Rome, le 24 février 2011  - (E.S.M.) - Deux scénarios de la révolte dans les pays arabes. Celui de l'Égypte, avec une alliance inédite entre les chrétiens et les musulmans. Et celui de la Libye, où l'effondrement de l'état ouvre la voie à l'islamisme radical. L'analyse de Khaled Fouad Allam.

Un Afghanistan en Méditerranée

par Sandro Magister

Le 24 février 2011 - Eucharistie Sacrement de la Miséricorde - Les  trois photos ont été prises au Caire sur la place Tahrir, la place de la Libération. Elles ont été publiées et commentées sur le site web de l’agence de presse "Asia News" de l’Institut Pontifical des Missions Étrangères par le jésuite égyptien Samir Khalil Samir, islamologue très estimé par le pape Joseph Ratzinger.

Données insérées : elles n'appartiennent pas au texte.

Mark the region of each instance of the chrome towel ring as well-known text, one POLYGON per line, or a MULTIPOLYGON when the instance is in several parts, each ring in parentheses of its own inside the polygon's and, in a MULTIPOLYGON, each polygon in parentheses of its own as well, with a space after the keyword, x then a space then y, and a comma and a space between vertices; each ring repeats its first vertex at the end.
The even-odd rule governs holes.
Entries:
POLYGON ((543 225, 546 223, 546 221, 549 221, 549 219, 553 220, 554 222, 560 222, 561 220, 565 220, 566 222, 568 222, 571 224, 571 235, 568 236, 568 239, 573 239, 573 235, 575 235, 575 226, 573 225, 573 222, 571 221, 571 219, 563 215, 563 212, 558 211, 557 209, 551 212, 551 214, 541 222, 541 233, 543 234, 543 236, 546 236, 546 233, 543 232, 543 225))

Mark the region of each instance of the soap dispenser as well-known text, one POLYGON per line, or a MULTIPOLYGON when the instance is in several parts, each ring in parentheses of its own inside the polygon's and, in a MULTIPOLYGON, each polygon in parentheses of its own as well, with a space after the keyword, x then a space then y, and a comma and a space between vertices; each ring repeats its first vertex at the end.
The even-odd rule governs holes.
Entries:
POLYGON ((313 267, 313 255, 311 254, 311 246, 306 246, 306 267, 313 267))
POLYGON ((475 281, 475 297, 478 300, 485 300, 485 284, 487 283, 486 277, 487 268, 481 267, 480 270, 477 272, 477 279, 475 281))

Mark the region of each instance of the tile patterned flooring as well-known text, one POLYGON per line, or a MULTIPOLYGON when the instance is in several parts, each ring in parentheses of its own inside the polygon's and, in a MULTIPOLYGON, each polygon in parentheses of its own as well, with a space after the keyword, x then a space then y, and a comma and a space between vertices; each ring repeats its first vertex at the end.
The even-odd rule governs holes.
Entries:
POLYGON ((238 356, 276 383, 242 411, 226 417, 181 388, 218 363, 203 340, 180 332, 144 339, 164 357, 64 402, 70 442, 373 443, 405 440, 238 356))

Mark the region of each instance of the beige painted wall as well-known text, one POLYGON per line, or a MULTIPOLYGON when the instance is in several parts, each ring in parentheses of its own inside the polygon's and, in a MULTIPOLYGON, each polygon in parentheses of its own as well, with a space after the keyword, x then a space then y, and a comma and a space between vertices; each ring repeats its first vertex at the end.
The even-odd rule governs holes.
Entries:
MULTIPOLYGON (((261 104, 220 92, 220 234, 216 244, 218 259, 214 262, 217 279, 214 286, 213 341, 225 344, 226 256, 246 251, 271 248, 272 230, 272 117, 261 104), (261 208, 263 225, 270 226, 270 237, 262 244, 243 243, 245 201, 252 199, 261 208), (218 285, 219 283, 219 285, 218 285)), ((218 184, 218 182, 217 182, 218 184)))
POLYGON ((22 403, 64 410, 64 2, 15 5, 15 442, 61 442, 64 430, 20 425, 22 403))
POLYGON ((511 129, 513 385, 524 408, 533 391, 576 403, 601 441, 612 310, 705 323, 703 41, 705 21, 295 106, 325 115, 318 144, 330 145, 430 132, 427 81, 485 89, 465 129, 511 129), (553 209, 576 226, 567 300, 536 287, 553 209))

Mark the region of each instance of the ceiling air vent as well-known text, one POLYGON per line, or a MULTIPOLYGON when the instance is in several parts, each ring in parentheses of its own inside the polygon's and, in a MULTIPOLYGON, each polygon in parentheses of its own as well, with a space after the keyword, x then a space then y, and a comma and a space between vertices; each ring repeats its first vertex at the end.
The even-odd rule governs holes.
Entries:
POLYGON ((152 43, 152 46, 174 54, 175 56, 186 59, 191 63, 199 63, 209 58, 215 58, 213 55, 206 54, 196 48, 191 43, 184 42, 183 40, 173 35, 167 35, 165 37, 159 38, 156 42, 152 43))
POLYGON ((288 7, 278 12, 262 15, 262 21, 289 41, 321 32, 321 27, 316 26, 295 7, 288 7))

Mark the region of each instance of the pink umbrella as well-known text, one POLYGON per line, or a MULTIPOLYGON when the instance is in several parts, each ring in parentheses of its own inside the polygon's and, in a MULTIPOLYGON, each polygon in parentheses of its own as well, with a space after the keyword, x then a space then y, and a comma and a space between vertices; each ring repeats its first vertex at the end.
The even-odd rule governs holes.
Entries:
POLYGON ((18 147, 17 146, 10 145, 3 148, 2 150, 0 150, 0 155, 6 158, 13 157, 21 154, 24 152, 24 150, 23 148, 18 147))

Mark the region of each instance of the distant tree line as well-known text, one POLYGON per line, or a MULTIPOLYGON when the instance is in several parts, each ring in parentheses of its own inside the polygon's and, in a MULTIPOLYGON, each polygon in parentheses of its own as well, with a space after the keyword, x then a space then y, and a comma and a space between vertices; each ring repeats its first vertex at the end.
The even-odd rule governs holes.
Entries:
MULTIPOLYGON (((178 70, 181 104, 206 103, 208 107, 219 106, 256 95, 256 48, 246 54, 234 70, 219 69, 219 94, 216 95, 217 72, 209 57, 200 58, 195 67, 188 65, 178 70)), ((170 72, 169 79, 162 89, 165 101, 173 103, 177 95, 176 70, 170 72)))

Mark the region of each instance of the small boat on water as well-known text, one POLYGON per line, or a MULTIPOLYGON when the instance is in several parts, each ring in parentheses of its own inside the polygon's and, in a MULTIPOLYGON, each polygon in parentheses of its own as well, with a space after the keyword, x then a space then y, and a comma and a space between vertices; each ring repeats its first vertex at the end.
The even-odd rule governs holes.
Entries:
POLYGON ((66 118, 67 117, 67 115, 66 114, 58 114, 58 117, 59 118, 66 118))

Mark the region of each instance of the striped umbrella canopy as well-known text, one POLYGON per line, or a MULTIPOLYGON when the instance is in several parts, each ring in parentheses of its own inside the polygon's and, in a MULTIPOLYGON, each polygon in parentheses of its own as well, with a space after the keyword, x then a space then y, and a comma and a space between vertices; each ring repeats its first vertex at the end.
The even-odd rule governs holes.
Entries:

Sur la place Tahrir, lorsqu’avait lieu la prière coranique, les chrétiens coptes formaient la haie pour assurer la protection des musulmans prosternés. On a également vu au Caire des affiches portant la croix et le Coran l’une à côté de l’autre, ainsi que l’inscription : "Égyptiens, une seule main". L’opinion du père Samir est que l'unité entre musulmans et chrétiens que l’on a pu voir à l’œuvre pendant les journées de la rébellion est le signe que ce n’est pas l'islamisme fondamentaliste qui dirige le virage en cours, ni en Égypte ni dans les autres pays d’Afrique du Nord et du Golfe.

La révolution qui bouleverse actuellement les pays arabes n’est certainement pas partie des mosquées. La plus célèbre et la plus influente des mosquées sunnites, la mosquée Al-Azhar du Caire, est tout de suite apparue hors jeu. Ses dirigeants, qui ont tous été nommés par le président Moubarak, paient eux aussi le prix de la chute de celui-ci.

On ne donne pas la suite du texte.